On 21 Nov 2004, Helmut Eller wrote:
Christophe Rhodes csr21@cam.ac.uk writes:
Maybe -- but, unless I read Helmut's work wrongly, it's also the only way of communicating the full space of characters to Emacs -- that is, Helmut's message strongly implied to me that current released versions of the emacsen do not support utf-8 communications in any useful way. Is this correct?
I was wrong. According to the NEWS file the utf-8 coding system was already present in Emacs 21.1., i.e. the first release of the 21 series. Sorry, for the confusion.
I don't know what the exact state in the XEmacs world is. My XEmacs 21.4 here had neither utf-8 nor emacs-mule support. But as Daniel said, utf-8 can be added with the mule-ucs package. I just tried it and it worked painlessly under Debian. mule-ucs works even for Emacs20.
*nod* Basically, it installs a CCL driver that knows about the internal mule encoding on those platforms, and maps UTF-8 to and from it.
If you want to use `mule-unicode' yourself, you need to embed that same knowledge in your own Unicode<->MULE layer. If the Lisp vendor did that for you, of course, then it is their problem to do that work. ;)
One difference I observed between emacs-mule and utf-8 was that the same CL character can be mapped to different Emacs characters. E.g. in Allegro #\greek_small_letter_lamda (no, that's not a typo :) with char-code #x3bb, can be displayed as #x513bb or #xd34b. With my fonts, the glyph for the latter is a bit wider than a normal character. No idea what that means, though.
The GNU Emacs project allocated an internal section of the emacs-mule space for representing Unicode character ranges. These are the `mule-unicode-XXXX-YYYY' ranges, represented internally as `9C F0 XX XX' according to my Emacs 21.3.
These are used by the internal UTF-8 support, and can only display characters from fonts that have an X `iso10646-1' font encoding.
There is a very limited range of suitable fonts available for this, especially if you don't use a stock 75DPI monitor, and many of them are of variable or low quality.[1]
MULE-UCS, on the other hand, uses CCL to transform the UTF-8 byte stream into characters in the pre-assigned MULE space, so your Greek character should have turned up as something like `greek-iso8859-7', represented as `86 XX' internally.
This will then use a font in the relevant X ISO encoding to display. Since there have been a lot more years of using that encoding, many higher quality fonts are available.
Presumably, on your system, the font here matches the iso8859-1 font exactly, while the Unicode encoded font does not.
You can find out what internal codeset and font were used, on GNU Emacs at least, by moving the cursor over the character and entering `C-u C-x ='.
Finally, one other difference between the MULE-UCS and internal support is the handling of characters outside the supported range. While I have not tested this, I am assured that as of MULE-UCS 0.83 it is true:
When the current MULE-UCS release loads a character that it cannot map from UTF-8 to emacs-mule, it replaces it with a substitution character destructively. When you write it out, that information is lost.

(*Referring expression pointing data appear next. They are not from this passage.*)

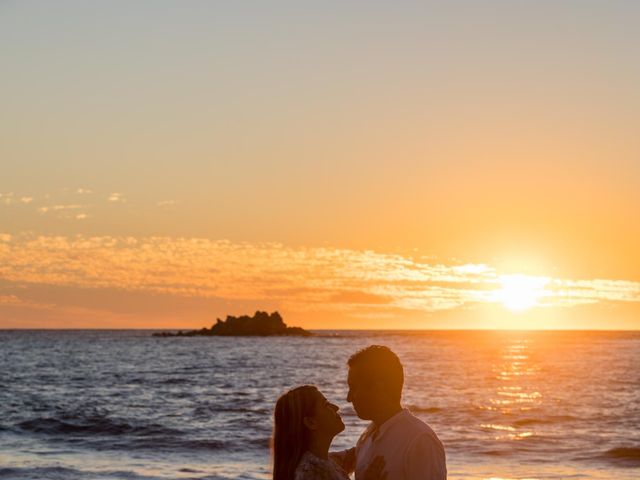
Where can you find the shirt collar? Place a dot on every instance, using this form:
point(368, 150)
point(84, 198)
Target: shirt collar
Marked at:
point(377, 432)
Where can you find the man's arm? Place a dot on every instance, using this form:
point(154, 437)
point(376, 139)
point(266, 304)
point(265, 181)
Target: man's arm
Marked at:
point(425, 459)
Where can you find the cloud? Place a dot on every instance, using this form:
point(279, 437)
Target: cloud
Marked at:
point(7, 198)
point(116, 197)
point(302, 279)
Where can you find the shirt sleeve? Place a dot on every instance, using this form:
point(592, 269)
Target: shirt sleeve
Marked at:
point(425, 459)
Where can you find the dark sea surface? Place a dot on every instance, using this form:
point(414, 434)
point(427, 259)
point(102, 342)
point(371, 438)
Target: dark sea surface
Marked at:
point(125, 405)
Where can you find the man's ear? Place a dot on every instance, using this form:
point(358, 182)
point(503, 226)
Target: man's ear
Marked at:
point(310, 423)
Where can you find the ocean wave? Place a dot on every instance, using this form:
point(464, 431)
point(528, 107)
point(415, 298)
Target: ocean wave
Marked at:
point(545, 420)
point(626, 454)
point(417, 409)
point(91, 425)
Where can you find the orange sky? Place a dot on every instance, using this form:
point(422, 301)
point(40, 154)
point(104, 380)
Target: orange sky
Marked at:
point(370, 167)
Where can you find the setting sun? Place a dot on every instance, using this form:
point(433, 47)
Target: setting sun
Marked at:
point(520, 292)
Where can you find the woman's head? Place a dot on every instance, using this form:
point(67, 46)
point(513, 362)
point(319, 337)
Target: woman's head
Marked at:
point(300, 415)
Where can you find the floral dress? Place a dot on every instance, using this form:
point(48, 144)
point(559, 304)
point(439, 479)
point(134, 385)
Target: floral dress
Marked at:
point(314, 468)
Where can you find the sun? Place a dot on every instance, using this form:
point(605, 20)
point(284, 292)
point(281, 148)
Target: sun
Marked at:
point(520, 292)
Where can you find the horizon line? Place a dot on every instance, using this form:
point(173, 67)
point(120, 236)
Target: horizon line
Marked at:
point(337, 330)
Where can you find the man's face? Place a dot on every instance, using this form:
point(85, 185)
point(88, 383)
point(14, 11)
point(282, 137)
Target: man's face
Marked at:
point(361, 393)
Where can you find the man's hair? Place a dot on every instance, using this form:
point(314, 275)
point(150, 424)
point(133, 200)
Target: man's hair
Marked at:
point(379, 362)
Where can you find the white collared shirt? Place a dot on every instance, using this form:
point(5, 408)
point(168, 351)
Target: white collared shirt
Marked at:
point(411, 450)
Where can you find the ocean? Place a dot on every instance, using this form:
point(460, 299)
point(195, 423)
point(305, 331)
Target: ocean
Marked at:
point(125, 405)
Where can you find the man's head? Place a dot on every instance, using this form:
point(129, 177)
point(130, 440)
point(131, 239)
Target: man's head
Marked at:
point(375, 381)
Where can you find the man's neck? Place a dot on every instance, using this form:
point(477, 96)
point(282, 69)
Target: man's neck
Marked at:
point(386, 413)
point(320, 447)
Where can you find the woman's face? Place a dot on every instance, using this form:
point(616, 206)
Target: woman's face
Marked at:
point(326, 416)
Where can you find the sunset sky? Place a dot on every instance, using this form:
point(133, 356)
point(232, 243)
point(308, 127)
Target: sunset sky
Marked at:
point(351, 164)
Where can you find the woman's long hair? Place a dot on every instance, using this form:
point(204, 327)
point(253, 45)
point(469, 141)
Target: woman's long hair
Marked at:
point(290, 437)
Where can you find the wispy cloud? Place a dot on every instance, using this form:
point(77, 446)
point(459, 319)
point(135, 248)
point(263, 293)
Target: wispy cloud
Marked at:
point(7, 198)
point(115, 197)
point(301, 278)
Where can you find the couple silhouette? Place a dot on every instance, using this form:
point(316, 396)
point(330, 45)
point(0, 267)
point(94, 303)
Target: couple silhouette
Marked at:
point(395, 446)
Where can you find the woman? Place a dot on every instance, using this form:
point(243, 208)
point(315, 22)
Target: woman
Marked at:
point(305, 424)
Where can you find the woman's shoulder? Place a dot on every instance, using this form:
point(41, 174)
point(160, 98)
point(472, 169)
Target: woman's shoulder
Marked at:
point(312, 467)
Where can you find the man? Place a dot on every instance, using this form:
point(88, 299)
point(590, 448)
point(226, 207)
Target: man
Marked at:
point(409, 448)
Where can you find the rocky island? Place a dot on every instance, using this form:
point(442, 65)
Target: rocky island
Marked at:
point(262, 324)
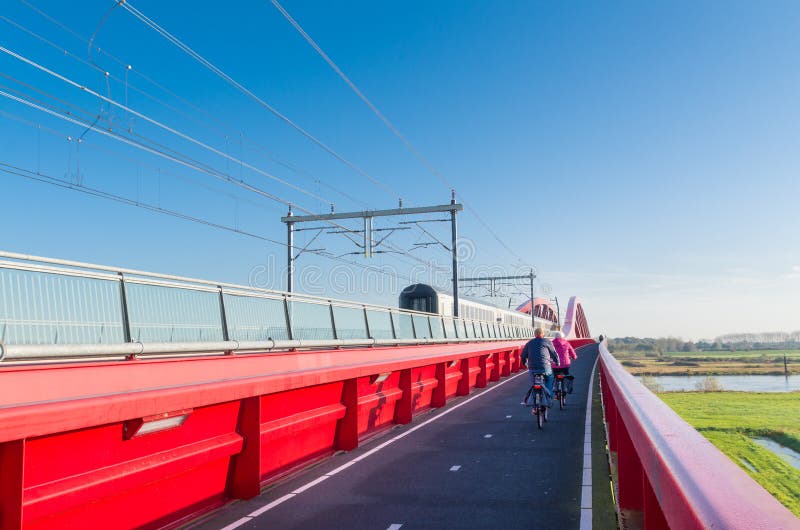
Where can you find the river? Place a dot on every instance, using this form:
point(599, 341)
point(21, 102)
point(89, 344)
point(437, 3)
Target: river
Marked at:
point(741, 383)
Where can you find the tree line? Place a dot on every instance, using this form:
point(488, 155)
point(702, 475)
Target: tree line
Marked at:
point(729, 342)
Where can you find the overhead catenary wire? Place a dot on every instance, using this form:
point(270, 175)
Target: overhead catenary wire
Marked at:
point(244, 90)
point(125, 107)
point(119, 155)
point(62, 183)
point(431, 168)
point(214, 123)
point(157, 123)
point(174, 157)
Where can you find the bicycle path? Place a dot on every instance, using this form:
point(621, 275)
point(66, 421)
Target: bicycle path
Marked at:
point(480, 462)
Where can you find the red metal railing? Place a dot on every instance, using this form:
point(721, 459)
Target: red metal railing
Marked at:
point(670, 473)
point(152, 443)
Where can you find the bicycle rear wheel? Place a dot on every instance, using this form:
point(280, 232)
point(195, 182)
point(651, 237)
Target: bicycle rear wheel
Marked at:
point(539, 407)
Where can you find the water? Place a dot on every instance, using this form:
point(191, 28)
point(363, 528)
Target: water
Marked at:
point(789, 455)
point(741, 383)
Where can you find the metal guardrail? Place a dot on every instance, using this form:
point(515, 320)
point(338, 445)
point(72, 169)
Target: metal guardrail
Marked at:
point(59, 309)
point(668, 472)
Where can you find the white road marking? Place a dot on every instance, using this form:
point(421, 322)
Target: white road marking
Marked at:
point(311, 484)
point(340, 468)
point(372, 451)
point(237, 523)
point(586, 485)
point(271, 505)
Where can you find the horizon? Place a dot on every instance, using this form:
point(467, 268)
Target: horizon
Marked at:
point(641, 157)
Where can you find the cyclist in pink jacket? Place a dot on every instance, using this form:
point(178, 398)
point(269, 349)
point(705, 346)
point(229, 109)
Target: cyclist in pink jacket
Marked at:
point(565, 353)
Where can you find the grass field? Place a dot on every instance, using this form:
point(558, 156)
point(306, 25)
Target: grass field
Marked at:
point(710, 363)
point(790, 354)
point(730, 420)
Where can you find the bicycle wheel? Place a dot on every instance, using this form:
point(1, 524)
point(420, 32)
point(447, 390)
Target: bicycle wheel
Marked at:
point(539, 406)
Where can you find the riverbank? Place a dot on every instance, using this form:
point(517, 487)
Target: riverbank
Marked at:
point(733, 420)
point(711, 363)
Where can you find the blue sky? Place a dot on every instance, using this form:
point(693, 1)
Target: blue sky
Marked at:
point(642, 155)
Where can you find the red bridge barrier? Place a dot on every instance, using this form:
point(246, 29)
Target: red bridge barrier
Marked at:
point(155, 443)
point(669, 472)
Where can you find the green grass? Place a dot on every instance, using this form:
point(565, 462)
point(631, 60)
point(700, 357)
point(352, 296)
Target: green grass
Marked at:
point(790, 354)
point(731, 419)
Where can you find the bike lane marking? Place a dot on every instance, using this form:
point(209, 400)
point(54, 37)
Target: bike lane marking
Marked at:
point(586, 483)
point(249, 517)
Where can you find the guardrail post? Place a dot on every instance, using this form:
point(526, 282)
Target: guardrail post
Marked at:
point(333, 321)
point(653, 514)
point(403, 407)
point(223, 316)
point(287, 313)
point(495, 375)
point(244, 481)
point(482, 375)
point(126, 322)
point(509, 359)
point(463, 383)
point(366, 324)
point(629, 471)
point(439, 397)
point(12, 469)
point(609, 410)
point(347, 428)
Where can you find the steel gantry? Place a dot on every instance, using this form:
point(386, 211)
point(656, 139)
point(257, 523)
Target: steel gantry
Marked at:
point(368, 243)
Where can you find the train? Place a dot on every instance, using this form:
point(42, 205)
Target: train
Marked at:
point(428, 299)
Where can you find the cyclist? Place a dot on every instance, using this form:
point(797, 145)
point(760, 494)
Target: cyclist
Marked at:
point(565, 355)
point(539, 356)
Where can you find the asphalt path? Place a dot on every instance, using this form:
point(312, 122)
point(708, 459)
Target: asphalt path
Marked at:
point(480, 462)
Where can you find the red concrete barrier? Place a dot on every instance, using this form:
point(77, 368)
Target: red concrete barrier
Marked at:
point(669, 472)
point(154, 443)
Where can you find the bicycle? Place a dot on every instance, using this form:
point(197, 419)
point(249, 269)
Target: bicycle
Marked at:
point(560, 390)
point(538, 407)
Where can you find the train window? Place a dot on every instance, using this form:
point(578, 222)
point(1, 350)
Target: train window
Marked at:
point(422, 328)
point(449, 328)
point(437, 329)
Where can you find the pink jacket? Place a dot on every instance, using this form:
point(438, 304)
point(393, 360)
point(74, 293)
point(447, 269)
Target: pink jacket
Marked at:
point(565, 352)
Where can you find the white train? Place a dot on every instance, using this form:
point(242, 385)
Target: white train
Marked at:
point(423, 297)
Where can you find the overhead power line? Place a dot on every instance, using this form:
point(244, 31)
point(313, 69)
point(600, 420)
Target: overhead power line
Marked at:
point(62, 183)
point(176, 157)
point(428, 165)
point(160, 125)
point(244, 90)
point(213, 124)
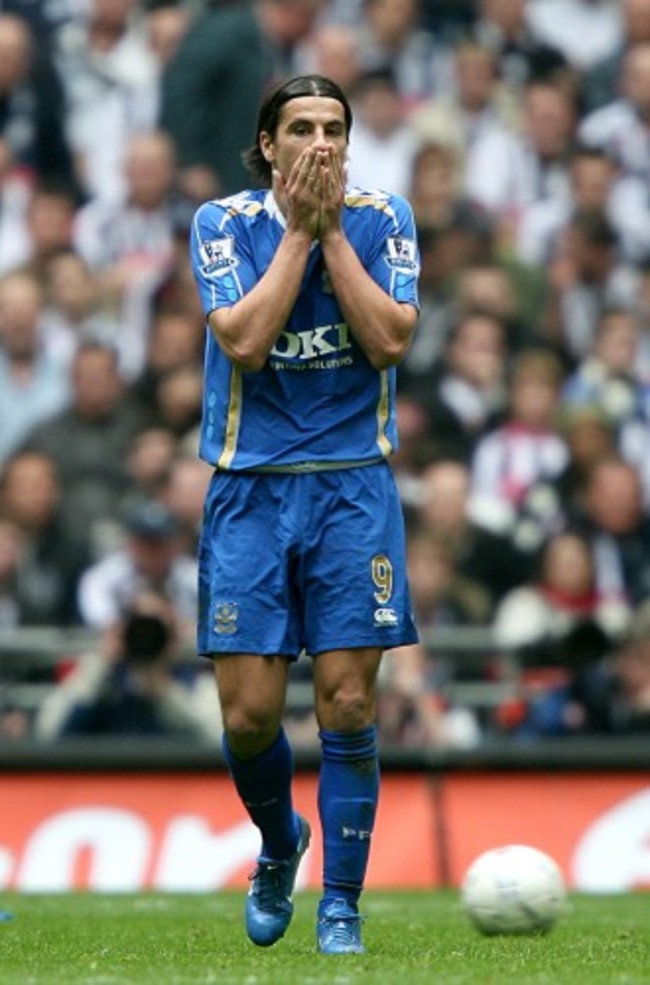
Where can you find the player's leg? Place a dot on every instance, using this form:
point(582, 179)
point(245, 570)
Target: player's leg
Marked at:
point(252, 694)
point(246, 609)
point(357, 606)
point(348, 791)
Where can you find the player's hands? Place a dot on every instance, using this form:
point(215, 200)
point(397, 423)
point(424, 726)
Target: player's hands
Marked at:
point(332, 184)
point(300, 194)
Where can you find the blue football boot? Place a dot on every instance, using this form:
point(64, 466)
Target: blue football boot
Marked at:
point(269, 905)
point(339, 928)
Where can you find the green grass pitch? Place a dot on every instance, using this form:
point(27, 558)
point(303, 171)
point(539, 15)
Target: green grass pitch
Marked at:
point(412, 938)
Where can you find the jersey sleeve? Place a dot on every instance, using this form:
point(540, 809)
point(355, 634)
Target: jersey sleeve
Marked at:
point(394, 262)
point(221, 261)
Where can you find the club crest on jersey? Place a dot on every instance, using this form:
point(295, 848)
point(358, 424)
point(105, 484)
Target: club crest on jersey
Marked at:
point(225, 618)
point(217, 255)
point(401, 253)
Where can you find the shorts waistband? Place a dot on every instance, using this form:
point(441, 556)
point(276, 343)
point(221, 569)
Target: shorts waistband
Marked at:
point(302, 468)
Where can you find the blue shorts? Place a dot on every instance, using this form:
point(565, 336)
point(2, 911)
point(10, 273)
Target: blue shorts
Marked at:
point(314, 561)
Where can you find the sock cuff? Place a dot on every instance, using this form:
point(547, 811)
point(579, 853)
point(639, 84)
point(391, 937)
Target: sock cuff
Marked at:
point(258, 761)
point(342, 746)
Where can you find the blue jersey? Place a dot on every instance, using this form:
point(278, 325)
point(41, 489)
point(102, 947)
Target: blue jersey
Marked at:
point(317, 399)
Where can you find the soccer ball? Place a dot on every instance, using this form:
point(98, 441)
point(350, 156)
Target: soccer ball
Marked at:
point(514, 889)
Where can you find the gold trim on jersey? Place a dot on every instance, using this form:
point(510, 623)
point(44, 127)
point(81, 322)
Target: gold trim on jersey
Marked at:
point(361, 200)
point(383, 414)
point(232, 421)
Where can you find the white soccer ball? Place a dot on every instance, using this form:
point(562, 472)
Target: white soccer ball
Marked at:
point(514, 889)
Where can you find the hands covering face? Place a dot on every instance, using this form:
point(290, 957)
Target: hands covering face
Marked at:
point(314, 191)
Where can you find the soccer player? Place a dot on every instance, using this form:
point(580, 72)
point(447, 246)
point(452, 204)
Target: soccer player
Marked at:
point(310, 294)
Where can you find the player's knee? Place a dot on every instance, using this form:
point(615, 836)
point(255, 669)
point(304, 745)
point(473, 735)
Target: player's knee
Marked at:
point(249, 730)
point(346, 710)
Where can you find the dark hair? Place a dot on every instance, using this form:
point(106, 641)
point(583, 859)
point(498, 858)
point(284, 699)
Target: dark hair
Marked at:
point(271, 109)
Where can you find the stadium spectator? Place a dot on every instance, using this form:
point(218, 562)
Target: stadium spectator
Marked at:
point(618, 527)
point(49, 224)
point(212, 86)
point(33, 385)
point(391, 35)
point(585, 276)
point(629, 686)
point(502, 27)
point(383, 144)
point(585, 31)
point(507, 172)
point(468, 396)
point(551, 503)
point(135, 684)
point(621, 127)
point(480, 554)
point(413, 710)
point(48, 553)
point(129, 242)
point(149, 459)
point(183, 493)
point(111, 86)
point(476, 105)
point(31, 107)
point(435, 184)
point(333, 49)
point(540, 618)
point(89, 441)
point(596, 186)
point(152, 557)
point(599, 85)
point(10, 556)
point(527, 447)
point(76, 309)
point(608, 377)
point(175, 341)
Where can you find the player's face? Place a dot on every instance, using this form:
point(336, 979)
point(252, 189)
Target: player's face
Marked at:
point(306, 121)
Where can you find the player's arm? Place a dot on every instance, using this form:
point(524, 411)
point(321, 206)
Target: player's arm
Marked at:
point(248, 330)
point(382, 326)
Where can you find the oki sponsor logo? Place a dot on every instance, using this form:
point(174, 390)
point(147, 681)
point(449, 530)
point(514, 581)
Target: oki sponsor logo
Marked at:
point(323, 341)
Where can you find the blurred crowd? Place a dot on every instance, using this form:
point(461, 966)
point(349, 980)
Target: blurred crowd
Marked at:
point(519, 130)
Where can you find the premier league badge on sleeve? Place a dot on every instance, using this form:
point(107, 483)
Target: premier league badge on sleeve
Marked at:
point(217, 256)
point(401, 253)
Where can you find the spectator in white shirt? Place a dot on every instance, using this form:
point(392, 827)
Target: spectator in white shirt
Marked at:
point(382, 144)
point(622, 128)
point(153, 557)
point(506, 172)
point(585, 31)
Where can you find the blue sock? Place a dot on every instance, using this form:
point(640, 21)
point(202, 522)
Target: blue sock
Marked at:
point(347, 801)
point(264, 784)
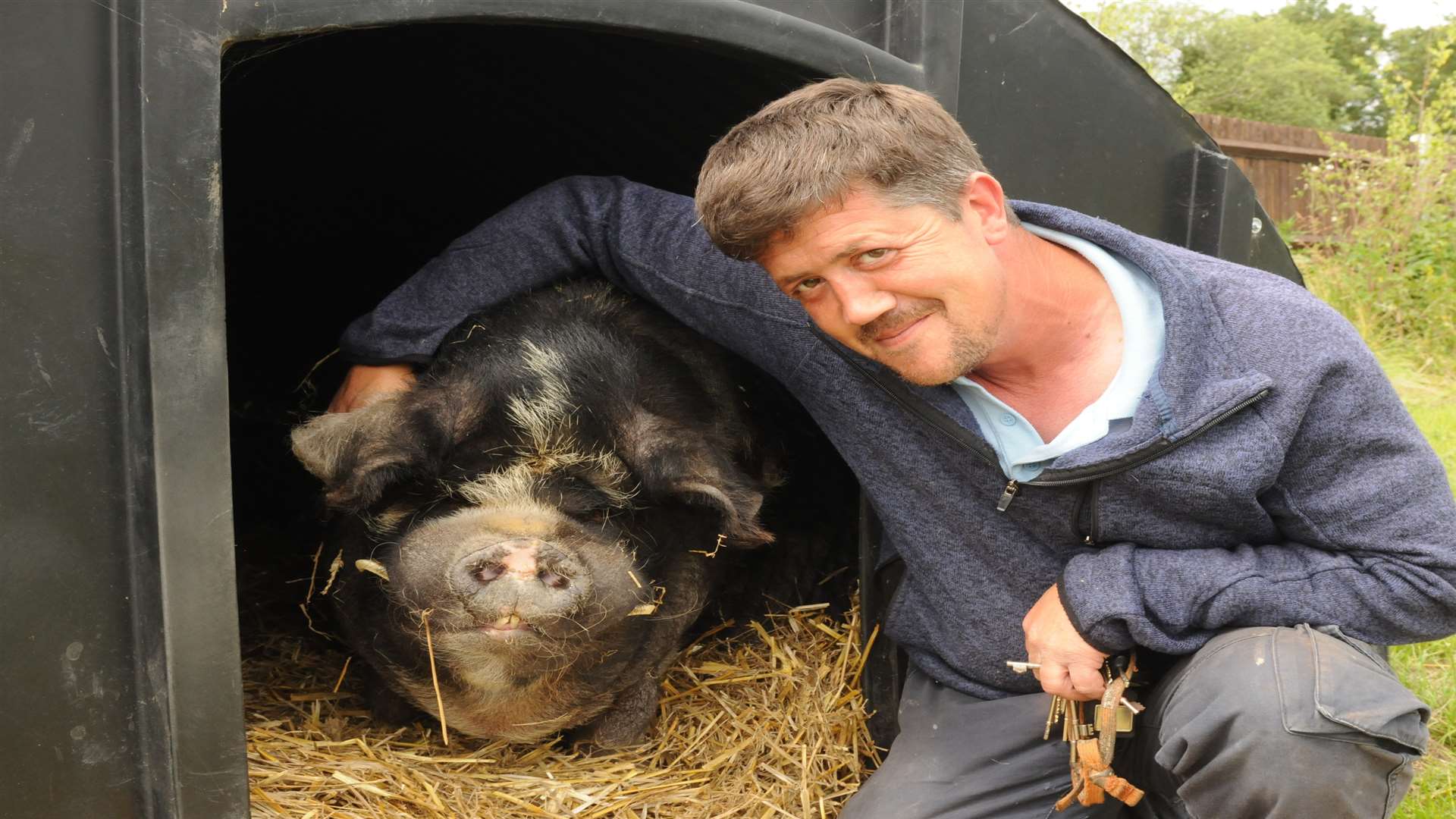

The internal utf8 coding system stores the original bytes internally, and when you write it out, the original byte sequence is reproduced on output.
This, apparently, is a model that MULE-UCS is adopting on their next major release. I don't know if the `mule-ucs' package in Debian has this implemented yet, but the version number suggests a CVS release, probably after this feature was added.
I don't actually use MULE-UCS at the moment, so can't comment beyond this.
Regards, Daniel
Footnotes: [1] This is my one real objection to the internal UTF-8 encoding in Emacs 21; it made it *really* hard to get decent Unicode font support, since my display is ~120DPI.